Melaten

Was wünscht sich ein Fan eines Gelsenkirchener Fußballvereins für sein eigenes Begräbnis? Daß seine Kumpel an seinem Grab stehen und eine der Vereins-Hymnen singen: „Steh‘ auf, wenn Du ein Schalker bist …“.

Klingt wie ein Witz, aber ich weiß nicht genau, ob es auch so gemeint ist. Falls nicht: Man kann dabei nur verlieren. Die letzte Auferstehung soll – nach Hörensagen, der Fall ist umstritten – vor 2000 Jahren funktioniert haben, und wenn sie in diesem Fall (höchstwahrscheinlich auch) nicht klappt, nährt man den Verdacht, daß man gar kein richtiger Schalke-Anhänger war.

Zitiert wird der Satz in der Ausstellung „Abpfiff: Wenn der Fußball Trauer trägt“, die zum 60-jährigen Jubiläum der „Genossenschaft Kölner Friedhofsgärtner“ in der kleinen Kapelle „St. Maria Magdalena und Lazarus“ auf dem Melaten-Friedhof gezeigt wurde.
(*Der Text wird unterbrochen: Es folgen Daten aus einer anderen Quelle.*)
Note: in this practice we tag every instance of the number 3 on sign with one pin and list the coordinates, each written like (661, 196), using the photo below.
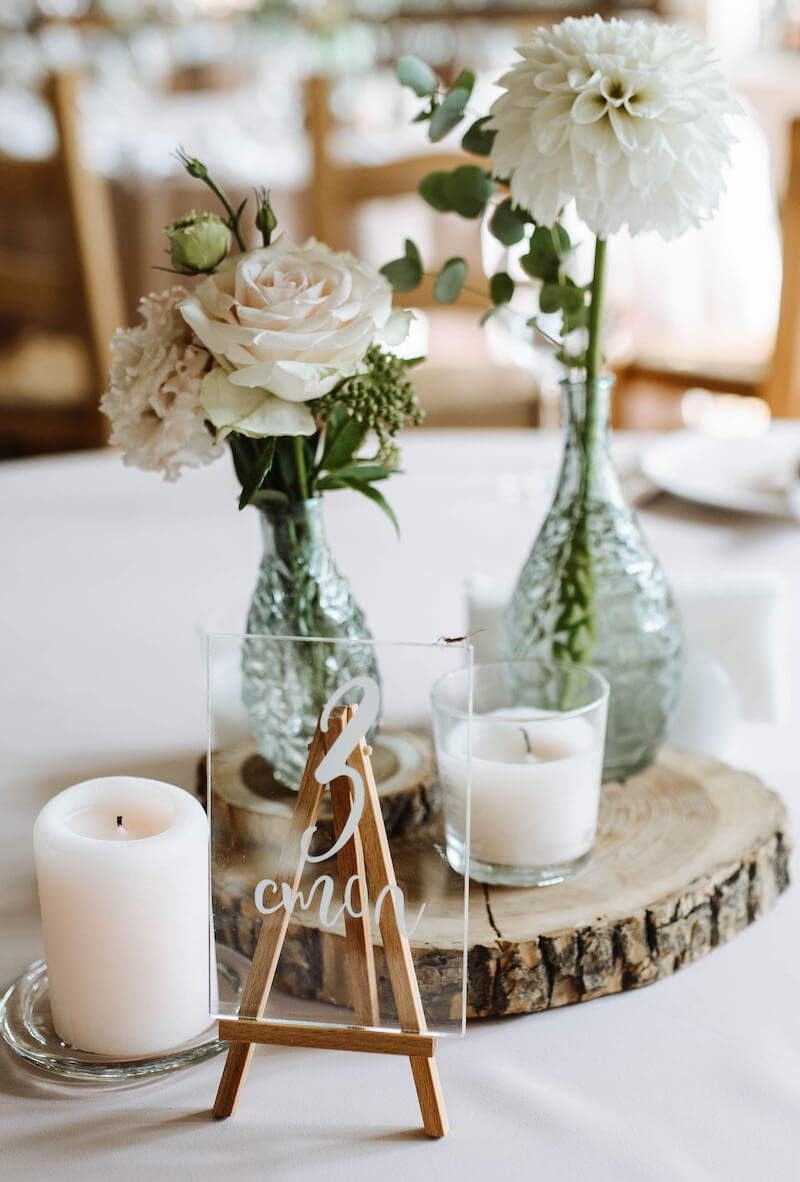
(335, 764)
Ja, auch Fußballfans sterben irgendwann. Warum sollte man darüber nicht eine lustige Ausstellung machen.

Draußen gibt es ein paar Mustergräber: Die Ecke als Himmel. Warum nicht, aus der Ecke wurden schon so einige denkwürdige Tore geschossen, mit Hilfe eines zweiten, kopfballstarken Spielers – da fühlt man sich nicht so ganz allein … oder wie? Ich weiß auch nicht.

Die Ausstellung begreift sich als „interaktiv“: Hier kann der Besucher sich beteiligen …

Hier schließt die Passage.